Flight attendant: "Please don't raise your voice, sir. It could have been worse. We could have run out of gas."
... airlines are increasingly cutting back services in coach or charging passengers for things that used to be free, like meals ($5 for a snack box on United) or drinks ($2 for a 16-fluid-ounce bottle of water on Spirit) or, in the case of Delta, US Airways, Northwest and Continental, starting to use narrow-body planes more frequently on trans-Atlantic flights, making those long-haul flights more cost-effective, albeit at the expense of passenger comfort. [Link]
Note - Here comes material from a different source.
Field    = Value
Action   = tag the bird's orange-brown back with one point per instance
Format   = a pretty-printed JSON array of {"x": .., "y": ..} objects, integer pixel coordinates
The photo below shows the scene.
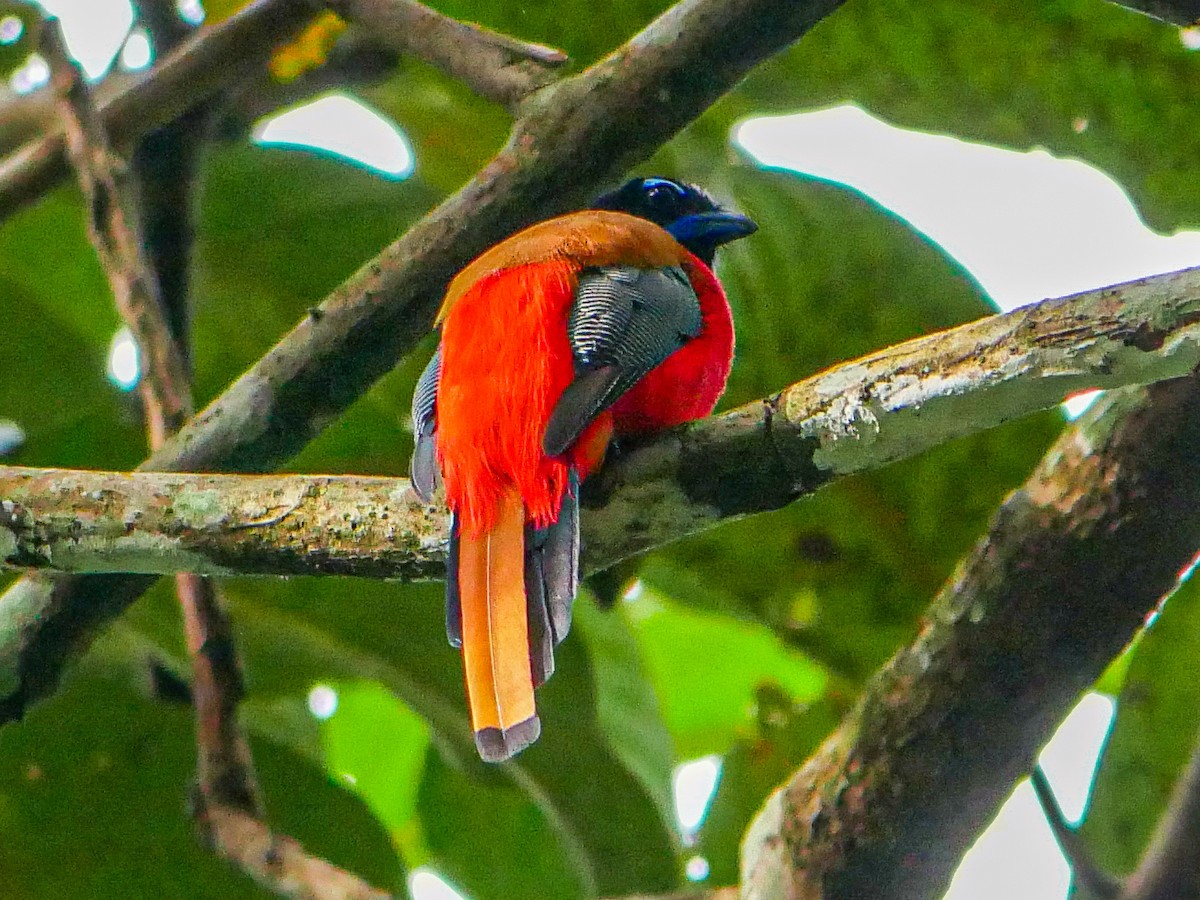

When the airlines start using narrow-body planes, you'd better be a narrow-body passenger. Otherwise you could find yourself getting stuck in your seat, which is actually a good thing for other passengers: they'll have a shorter wait at the lavatory. The passengers sitting right next to you, however, may never fly again.
It’s all simple economics. In January, United removed half-ounce pretzel snack mixes from the economy section of flights that are less than two hours long, about 29 percent of its flights, to save what it says is about $650,000 a year. (Cutting out pretzels has reportedly saved Northwest $2 million a year.) Meanwhile, American has estimated that it would save $30 million a year by eliminating free meal service in coach. [Link]
I wonder how much they would save by eliminating free oxygen. Perhaps they could charge for it. Of course, many of us would do without oxygen, cheapskates that we are.
They could also charge for in-flight magazines, barf bags and toilet paper. Actually, if you have the first, you don't need the other two.
The story is much different in the front of the plane — and it’s not just things like the four-course meal (served on china, with real utensils, and with a choice of four wines) that American now serves its business-class passengers on overseas flights and the fact that, yes, a pillow and a blanket still await you.
Passengers flying business class on United from Washington Dulles to Frankfurt, for example, are now offered “180-degree lie-flat” seats. The upgraded seats, which are part of a multimillion-dollar makeover of its international premium cabins, transform into 6-foot-4-inch beds and feature larger personal TV screens, iPod adapters and noise-canceling headphones.
Delta Air Lines and American are also upgrading their upper-class cabins on international flights with such features as wider, bedlike seats, improved in-flight entertainment, and new food options. And Delta and United have turned to celebrity chefs — Michelle Bernstein for Delta and Charlie Trotter for United — to create menus for its business- and first-class customers. [Link]
Is that all they're offering in first-class? No whirlpool? No pool table? No back massages from the pilot?
I don't know about you, but I'd ask for a refund.